The economic chaos was severely compounded by the ongoing war with Armenia over Nagorno-Karabakh. The conflict consumed a vast portion of state resources, displaced hundreds of thousands of people, and crippled industrial and agricultural production. With its budget shattered and unable to collect taxes effectively, the government under President Abulfaz Elchibey resorted to financing itself by printing money, further accelerating the inflationary spiral. The economy was trapped in a vicious cycle where war spending necessitated money-printing, which destroyed the currency's value and further crippled the formal economy.
Recognizing the impossibility of the existing system, the Azerbaijani government took a decisive step in mid-1992 by introducing a temporary national currency, the
Azerbaijani ruble (also known as the
manat), which circulated alongside the Soviet and Russian rubles.

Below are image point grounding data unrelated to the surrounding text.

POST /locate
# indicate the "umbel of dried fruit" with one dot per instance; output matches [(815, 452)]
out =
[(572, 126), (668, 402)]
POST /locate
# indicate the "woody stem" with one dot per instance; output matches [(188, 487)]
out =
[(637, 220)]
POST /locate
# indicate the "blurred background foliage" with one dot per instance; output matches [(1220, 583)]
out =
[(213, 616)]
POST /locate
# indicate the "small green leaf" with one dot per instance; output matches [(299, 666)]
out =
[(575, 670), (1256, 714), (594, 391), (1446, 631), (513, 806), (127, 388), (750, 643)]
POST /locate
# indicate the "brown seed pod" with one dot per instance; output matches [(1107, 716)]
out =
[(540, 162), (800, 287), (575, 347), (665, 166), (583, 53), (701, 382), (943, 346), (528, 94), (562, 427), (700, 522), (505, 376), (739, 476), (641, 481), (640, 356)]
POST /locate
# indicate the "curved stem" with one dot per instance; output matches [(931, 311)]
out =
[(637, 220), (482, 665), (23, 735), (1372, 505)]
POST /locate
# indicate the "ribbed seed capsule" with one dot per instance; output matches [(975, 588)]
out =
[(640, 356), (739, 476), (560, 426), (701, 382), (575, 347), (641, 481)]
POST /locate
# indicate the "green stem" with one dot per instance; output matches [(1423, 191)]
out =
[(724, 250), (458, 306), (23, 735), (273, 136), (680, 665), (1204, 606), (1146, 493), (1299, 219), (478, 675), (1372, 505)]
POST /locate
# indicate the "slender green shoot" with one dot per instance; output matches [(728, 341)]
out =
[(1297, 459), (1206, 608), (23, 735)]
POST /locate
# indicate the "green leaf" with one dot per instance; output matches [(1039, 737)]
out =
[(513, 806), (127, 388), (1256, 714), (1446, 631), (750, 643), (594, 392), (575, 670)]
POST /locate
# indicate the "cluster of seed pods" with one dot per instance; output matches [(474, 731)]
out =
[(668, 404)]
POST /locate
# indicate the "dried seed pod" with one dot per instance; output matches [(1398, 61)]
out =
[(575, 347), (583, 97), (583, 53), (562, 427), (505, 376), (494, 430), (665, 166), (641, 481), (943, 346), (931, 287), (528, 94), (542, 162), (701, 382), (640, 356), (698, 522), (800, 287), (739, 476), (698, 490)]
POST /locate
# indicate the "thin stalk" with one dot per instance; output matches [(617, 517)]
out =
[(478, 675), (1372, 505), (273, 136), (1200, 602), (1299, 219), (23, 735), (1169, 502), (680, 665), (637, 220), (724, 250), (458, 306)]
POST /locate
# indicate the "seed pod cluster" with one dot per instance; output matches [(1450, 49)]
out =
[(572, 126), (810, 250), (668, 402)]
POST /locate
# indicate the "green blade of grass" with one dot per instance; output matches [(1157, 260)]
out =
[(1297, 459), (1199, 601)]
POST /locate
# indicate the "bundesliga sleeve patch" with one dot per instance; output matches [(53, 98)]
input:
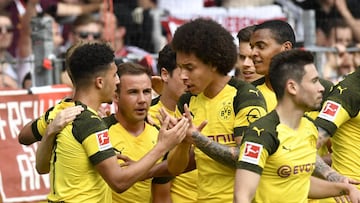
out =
[(330, 110), (252, 153), (103, 140)]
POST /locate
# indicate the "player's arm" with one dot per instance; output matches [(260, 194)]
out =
[(220, 153), (322, 189), (120, 179), (246, 183), (323, 137), (44, 150)]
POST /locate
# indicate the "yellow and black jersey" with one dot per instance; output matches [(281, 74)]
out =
[(40, 124), (155, 107), (228, 114), (269, 95), (81, 145), (135, 147), (340, 117), (284, 157), (183, 187)]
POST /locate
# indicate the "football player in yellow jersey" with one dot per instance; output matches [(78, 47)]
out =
[(270, 38), (182, 189), (339, 119), (278, 152), (129, 133), (206, 53), (94, 75)]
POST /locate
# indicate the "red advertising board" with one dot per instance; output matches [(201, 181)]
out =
[(19, 181)]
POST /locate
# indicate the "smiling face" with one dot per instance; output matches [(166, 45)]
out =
[(264, 47), (134, 97), (196, 75), (246, 65)]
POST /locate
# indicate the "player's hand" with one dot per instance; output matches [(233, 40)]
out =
[(169, 137), (192, 128)]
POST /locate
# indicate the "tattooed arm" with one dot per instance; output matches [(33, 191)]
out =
[(323, 137), (220, 153)]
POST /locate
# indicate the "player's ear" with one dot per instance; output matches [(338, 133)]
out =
[(291, 87)]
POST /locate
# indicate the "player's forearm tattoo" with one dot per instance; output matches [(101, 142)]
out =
[(324, 171), (220, 153)]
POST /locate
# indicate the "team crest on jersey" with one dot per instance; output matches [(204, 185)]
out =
[(330, 110), (252, 153), (226, 111), (103, 140)]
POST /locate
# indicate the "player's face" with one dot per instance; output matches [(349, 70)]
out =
[(134, 97), (310, 91), (112, 79), (264, 47), (196, 75), (175, 84), (246, 63)]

This was a transitional instrument aimed at gaining monetary control. However, without accompanying fiscal discipline and political stability, it failed to immediately stabilize the economy. The year ended with the nation mired in hyperinflation, a worthless currency, and a barter economy flourishing as the formal financial system collapsed, setting the stage for the introduction of a permanent new manat in 1993.